Notebook

Exploring Hacker News Posts¶

Introduction¶

In this project we'll work with a dataset of posts from the popular technology website Hacker News. We'll focus on those posts whose titles begin with Ask HN or Show HN.

Users submit Ask HN posts to ask the Hacker News community a specific question, such as "What's the best online course you've ever done?" Similarly, users send Show HN posts to show the Hacker News community a project, a product, or something interesting in general.

We must bear in mind that the dataset we are working with was reduced from almost 300,000 rows to approximately 20,000 rows by removing all posts that did not receive any comments, and then doing a random sampling of the remaining posts.

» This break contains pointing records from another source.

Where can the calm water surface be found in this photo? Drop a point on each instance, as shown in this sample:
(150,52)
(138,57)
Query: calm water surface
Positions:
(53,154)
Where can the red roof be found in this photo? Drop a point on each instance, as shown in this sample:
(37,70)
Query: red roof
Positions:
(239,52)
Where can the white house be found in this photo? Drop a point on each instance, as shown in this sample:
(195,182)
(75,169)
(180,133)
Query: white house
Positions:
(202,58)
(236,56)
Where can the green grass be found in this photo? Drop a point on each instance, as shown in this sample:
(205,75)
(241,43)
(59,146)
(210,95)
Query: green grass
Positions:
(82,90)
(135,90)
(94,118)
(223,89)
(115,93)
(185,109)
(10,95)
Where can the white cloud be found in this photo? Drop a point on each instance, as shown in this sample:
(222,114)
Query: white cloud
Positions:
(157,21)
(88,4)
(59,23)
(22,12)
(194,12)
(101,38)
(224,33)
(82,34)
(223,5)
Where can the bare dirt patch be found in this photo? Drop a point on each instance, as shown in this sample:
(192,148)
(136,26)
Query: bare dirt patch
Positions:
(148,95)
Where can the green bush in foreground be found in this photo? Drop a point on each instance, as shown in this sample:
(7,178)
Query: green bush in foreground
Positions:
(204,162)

Our goal is to determine the following:

Do the Ask HN or Show HN posts get more comments (on average)?
Do the Ask HN or Show HN posts get more points (on average)?
Do the posts created at a given time receive more comments on average?
Do the posts created at a given time receive more points on average?

Summary of Results¶

Post Type	Comments on average	Points on average
Ask HN	14.04	15.06
Show HN	10.32	27.56

Time in which the highest number of comments is recorded on average per post

Post type	Rush Hour	AVG Comments
Ask HN	15:00 - 16:00	38.59
Show HN	18:00 - 19:00	15.77

Time in which the highest number of points is recorded on average per post

Post type	Rush Hour	AVG Points
Ask HN	15:00 - 16:00	29.99
Show HN	23:00 - 00:00	42.39

Initial exploration of the data set¶

In [1]:

from csv import reader

# Read in the data
opened_file = open('hacker_news.csv')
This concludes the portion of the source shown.